Re: [PATCH bpf-next v3 1/2] bpf: Implement dtor for struct file BTF ID

Sashiko discussions
 help / color / mirror / Atom feed

* Re: [PATCH bpf-next v3 1/2] bpf: Implement dtor for struct file BTF ID
       [not found] ` <20260424195958.AED4EC19425@smtp.kernel.org>
@ 2026-04-24 20:12   ` Justin Suess
  2026-04-24 22:05     ` Alexei Starovoitov
  0 siblings, 1 reply; 5+ messages in thread
From: Justin Suess @ 2026-04-24 20:12 UTC (permalink / raw)
  To: sashiko; +Cc: bpf

On Fri, Apr 24, 2026 at 07:59:57PM +0000, sashiko-bot@kernel.org wrote:
> Sashiko AI review found 1 potential issue(s):
> - [High] Calling `fput()` directly from `bpf_file_release_dtor` can lead to a hard deadlock when invoked from NMI context.
> --
> 
> commit 6368f91be1fd91bc9cb38d3498f35d279bad04c9
> Author: Justin Suess <utilityemal77@gmail.com>
> 
> bpf: Implement dtor for struct file BTF ID
> 
> This commit implements a destructor for struct file, allowing it to be
> stored in a map as a referenced kptr. The destructor calls fput to
> release the reference.
> 
> > diff --git a/kernel/bpf/helpers.c b/kernel/bpf/helpers.c
> > index 2bb60200c2665e..ee5ceb82e4f812 100644
> > --- a/kernel/bpf/helpers.c
> > +++ b/kernel/bpf/helpers.c
> [ ... ]
> > @@ -2752,6 +2753,13 @@ __bpf_kfunc void bpf_task_release_dtor(void *p)
> >  }
> >  CFI_NOSEAL(bpf_task_release_dtor);
> >  
> > +__bpf_kfunc void bpf_file_release_dtor(void *file)
> > +{
> > +	fput((struct file *)file);
> > +}
> 
> Can this cause a deadlock if the destructor is invoked from NMI context?
> 
> If an NMI-context BPF program (such as a perf event tracing program)
> updates or deletes a map element containing a struct file kptr, the BPF
> framework will synchronously invoke this destructor to clean up the old
> kptr.
> 
> When fput() drops the reference count to zero, it calls
> __fput_deferred(). Since in_interrupt() evaluates to true in NMI
> context, __fput_deferred() bypasses task_work_add() and instead calls
> schedule_delayed_work().
> 
> This leads to the following call chain:
> 
> bpf_file_release_dtor()
>    fput()
>       __fput_deferred()
>          schedule_delayed_work()
>             add_timer()
> 
> The add_timer() function attempts to acquire the timer_base->lock raw
> spinlock. If the NMI interrupted a thread that was already holding this
> lock, the NMI handler will spin indefinitely waiting for it, resulting
> in a hard deadlock.
> 
> Would it be safer to defer the fput() operation using an explicitly
> NMI-safe mechanism like irq_work_queue() to handle arbitrary BPF
> contexts?
>
For (human) reviewer context: The NMI stuff needs to be addressed separately. [1]

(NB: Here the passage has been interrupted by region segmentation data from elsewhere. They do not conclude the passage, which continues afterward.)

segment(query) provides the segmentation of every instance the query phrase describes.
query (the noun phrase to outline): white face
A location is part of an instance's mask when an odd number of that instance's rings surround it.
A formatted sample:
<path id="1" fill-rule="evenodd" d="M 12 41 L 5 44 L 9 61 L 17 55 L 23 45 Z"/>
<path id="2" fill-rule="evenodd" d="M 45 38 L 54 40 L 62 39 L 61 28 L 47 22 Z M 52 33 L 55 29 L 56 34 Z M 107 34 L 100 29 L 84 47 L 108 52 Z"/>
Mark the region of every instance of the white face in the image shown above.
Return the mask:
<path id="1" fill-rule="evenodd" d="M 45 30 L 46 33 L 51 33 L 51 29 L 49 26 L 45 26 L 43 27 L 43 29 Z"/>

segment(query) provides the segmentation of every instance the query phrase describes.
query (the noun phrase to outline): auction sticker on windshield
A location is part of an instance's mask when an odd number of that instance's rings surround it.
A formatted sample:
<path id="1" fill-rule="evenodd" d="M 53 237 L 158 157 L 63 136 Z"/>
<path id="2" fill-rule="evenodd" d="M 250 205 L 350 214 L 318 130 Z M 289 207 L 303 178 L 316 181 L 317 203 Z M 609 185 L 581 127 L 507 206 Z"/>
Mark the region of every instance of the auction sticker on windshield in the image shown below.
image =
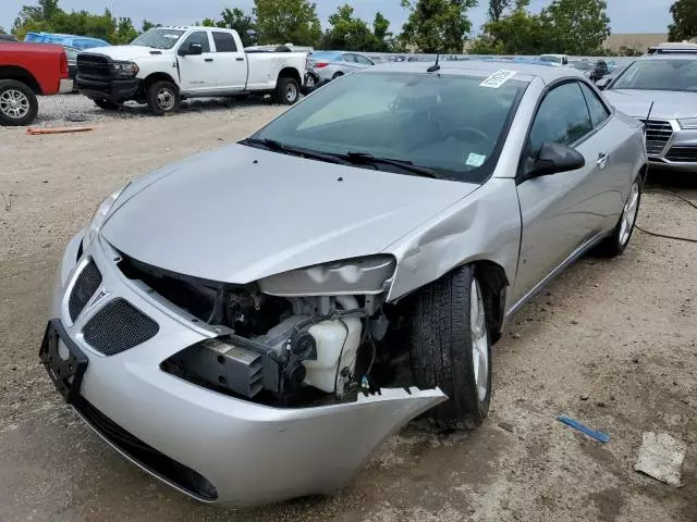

I guess the AI isn't gonna understand but just doing irq_work wouldn't
be right either as it would break operation ordering for maps and
fixing it here wouldn't fix the other dtors broken in NMI.
(cgroup/task_struct)

Anyways I think the AI didn't find any other problems and the test issue
is fixed so this should be ready for another look.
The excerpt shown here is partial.